Sweeping up Chamblee’s Tardy Students


Photo courtesy of the Blue & Gold

Students hurry to class

Shea Parker, Staff Writer

As we have gotten further into the school year, new policies are starting to be enforced. One of these new policies has been dubbed “Hallway Sweeps.”

“In a very general term, it’s about us, [the Chamblee staff,] encouraging students to report to class on time,” said Assistant Principal of Discipline, Safety & Security Ferrun Johnson. “For those students who are not in their class at the designated time, […] we asked the teachers to have the door closed. For those students who are technically tardy at that time, […] we have a software that […] records the tardies.”

The school started enforcing this policy because they were getting complaints from staff about the surge in students showing up late to class or wandering the halls during class time.

“When the bell rings, the bell rings,” said Chamblee’s Principal Gail Barnes. “We have a large amount of students still taking their time and […] speaking with our staff, they were very concerned with a number of students that are getting to class late [… and] missing that [instructional time].”

The staff believes this new policy will help students make more use of their instructional time.

“Right now, we’re on a tight knit schedule. […] Our goal is for our students to get the maximum amount of time in the classroom to benefit their learning,” said Johnson.

With this new policy, there is some backlash from the student body.

“I think [hallway sweeps are] unnecessary because […] some people have longer to walk,” said sophomore Megan McCloskey (‘24). “Imagine going from the fourth floor to the trailers, […] that takes a long time. What if you just don’t get to class on time, or what if you had to use the bathroom and it just took a long time?

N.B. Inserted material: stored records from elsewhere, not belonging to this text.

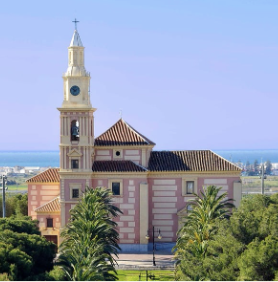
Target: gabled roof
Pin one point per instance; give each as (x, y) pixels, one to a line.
(117, 166)
(50, 175)
(76, 40)
(52, 206)
(199, 160)
(121, 133)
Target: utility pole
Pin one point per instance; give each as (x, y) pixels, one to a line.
(4, 182)
(262, 177)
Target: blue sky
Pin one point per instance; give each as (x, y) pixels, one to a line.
(187, 74)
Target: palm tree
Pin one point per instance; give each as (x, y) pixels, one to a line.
(198, 228)
(90, 239)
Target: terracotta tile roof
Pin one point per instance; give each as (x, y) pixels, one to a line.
(121, 133)
(199, 160)
(52, 206)
(117, 166)
(50, 175)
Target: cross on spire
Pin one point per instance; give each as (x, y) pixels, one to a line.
(75, 22)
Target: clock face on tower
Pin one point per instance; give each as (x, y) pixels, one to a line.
(75, 90)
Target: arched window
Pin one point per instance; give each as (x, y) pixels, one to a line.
(189, 208)
(74, 130)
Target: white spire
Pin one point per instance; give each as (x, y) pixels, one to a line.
(76, 40)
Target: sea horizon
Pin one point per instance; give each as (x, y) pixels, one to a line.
(50, 158)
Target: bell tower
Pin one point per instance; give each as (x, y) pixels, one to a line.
(76, 128)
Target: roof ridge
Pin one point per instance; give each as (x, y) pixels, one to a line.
(225, 159)
(50, 168)
(138, 165)
(58, 197)
(108, 128)
(138, 133)
(122, 133)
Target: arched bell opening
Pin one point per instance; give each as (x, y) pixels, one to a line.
(74, 130)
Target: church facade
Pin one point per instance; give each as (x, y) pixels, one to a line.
(152, 188)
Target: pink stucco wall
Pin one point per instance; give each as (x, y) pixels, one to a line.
(129, 203)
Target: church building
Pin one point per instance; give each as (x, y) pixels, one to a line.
(152, 188)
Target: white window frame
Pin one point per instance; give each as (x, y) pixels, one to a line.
(120, 156)
(121, 186)
(75, 186)
(184, 186)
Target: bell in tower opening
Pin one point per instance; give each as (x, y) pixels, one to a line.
(74, 130)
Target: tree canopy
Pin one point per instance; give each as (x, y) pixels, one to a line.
(90, 239)
(242, 247)
(24, 254)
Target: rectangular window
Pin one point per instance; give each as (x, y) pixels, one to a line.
(75, 193)
(116, 188)
(74, 164)
(189, 187)
(49, 222)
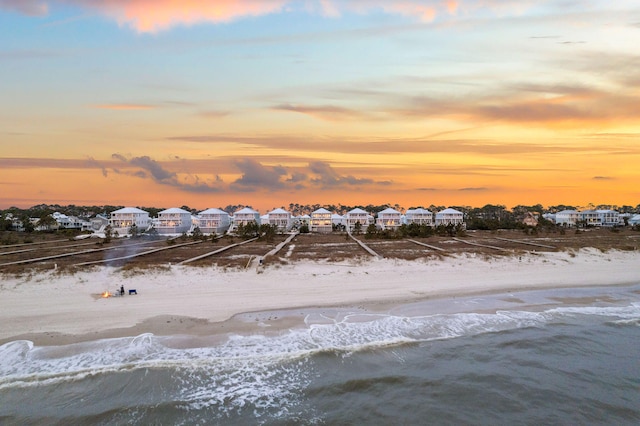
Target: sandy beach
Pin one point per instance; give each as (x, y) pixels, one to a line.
(56, 308)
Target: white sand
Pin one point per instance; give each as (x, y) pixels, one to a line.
(58, 303)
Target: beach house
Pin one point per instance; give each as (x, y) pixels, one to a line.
(357, 216)
(419, 216)
(449, 217)
(281, 219)
(245, 216)
(389, 219)
(338, 221)
(173, 221)
(607, 218)
(213, 221)
(567, 218)
(122, 220)
(321, 221)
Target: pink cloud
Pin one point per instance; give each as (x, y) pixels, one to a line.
(156, 15)
(26, 7)
(124, 107)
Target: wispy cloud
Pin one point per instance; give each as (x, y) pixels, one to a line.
(26, 7)
(391, 145)
(146, 167)
(124, 107)
(158, 15)
(324, 112)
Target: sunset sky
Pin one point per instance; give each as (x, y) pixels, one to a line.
(208, 103)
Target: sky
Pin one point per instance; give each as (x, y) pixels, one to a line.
(202, 103)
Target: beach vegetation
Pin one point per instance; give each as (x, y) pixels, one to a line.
(357, 228)
(267, 232)
(108, 233)
(197, 234)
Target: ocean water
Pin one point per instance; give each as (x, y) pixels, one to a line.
(542, 357)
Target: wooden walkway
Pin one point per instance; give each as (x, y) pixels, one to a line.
(220, 250)
(525, 242)
(482, 245)
(58, 256)
(428, 246)
(365, 247)
(131, 256)
(258, 260)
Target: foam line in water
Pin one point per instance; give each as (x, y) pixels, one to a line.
(248, 359)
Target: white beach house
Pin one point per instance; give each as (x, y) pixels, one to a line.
(338, 220)
(281, 219)
(567, 218)
(600, 218)
(173, 221)
(389, 219)
(244, 217)
(321, 221)
(356, 216)
(213, 221)
(419, 216)
(122, 220)
(449, 217)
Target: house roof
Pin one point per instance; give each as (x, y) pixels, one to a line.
(129, 210)
(175, 210)
(279, 211)
(418, 211)
(246, 210)
(449, 211)
(357, 211)
(389, 210)
(213, 211)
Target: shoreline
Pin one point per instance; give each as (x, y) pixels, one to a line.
(55, 309)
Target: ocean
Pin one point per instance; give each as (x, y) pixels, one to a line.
(564, 356)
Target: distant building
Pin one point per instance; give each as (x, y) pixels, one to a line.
(281, 219)
(389, 219)
(449, 217)
(606, 218)
(173, 221)
(356, 216)
(213, 221)
(244, 217)
(567, 218)
(339, 221)
(321, 221)
(419, 216)
(122, 220)
(71, 222)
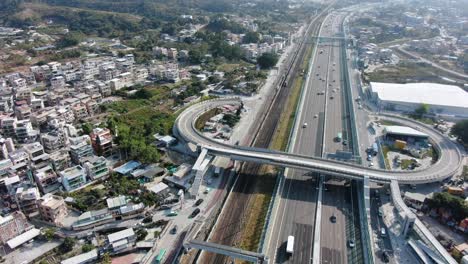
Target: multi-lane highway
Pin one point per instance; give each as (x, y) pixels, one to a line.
(449, 163)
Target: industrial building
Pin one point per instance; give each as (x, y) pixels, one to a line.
(446, 101)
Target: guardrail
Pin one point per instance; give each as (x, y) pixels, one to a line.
(419, 227)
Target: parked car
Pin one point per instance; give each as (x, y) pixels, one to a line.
(194, 213)
(174, 230)
(198, 202)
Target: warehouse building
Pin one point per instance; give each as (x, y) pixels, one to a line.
(446, 101)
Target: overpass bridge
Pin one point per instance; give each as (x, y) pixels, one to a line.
(449, 163)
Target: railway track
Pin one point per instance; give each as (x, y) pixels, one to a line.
(229, 227)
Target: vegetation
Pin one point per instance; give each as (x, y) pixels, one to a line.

You know there are so many circumstances.”

Students who have experienced this “sweep” first hand question their effectiveness.

“They’re just making us more late. […] I walked out of the bathroom and I was […] 30 seconds late, and I was right across the hall from my class. […] It took like 15 minutes,” said senior Duncan NeSmith (‘22).

Junior Reagan Kuehne (‘23) had a similar experience.

“I was 30 seconds away from my class when they swept me and made me 10 minutes late to class. [..] They make everyone line up and you can’t get past them. They […] trap you on […] both sides of the hallway, and they make you wait in line […] for these ladies to write you a pass, then they put your name in the computer,” she said.

Teachers are supposed to close the door as soon as the bell rings, leaving the students in the hall to get swept up. Some disagree with how quickly the sweep occurs.

“They should do them five minutes after the bell rings,” said freshman Shea Fagan (‘25).

The main goals of the hallway sweeps remain unclear to many students and their effectiveness is being questioned.

“I guess they could be effective because less people will be late but it’s not effective because […] it’s not really stopping anyone from […] wanting to skip,” said Kuehne.

The overall idea is, this policy will force students to make the most of the class time and hopefully encourage them to show up and be in class on time.

“[Our goal] is for our students to get the maximum amount of time in the classroom to benefit their learning,” said Johnson.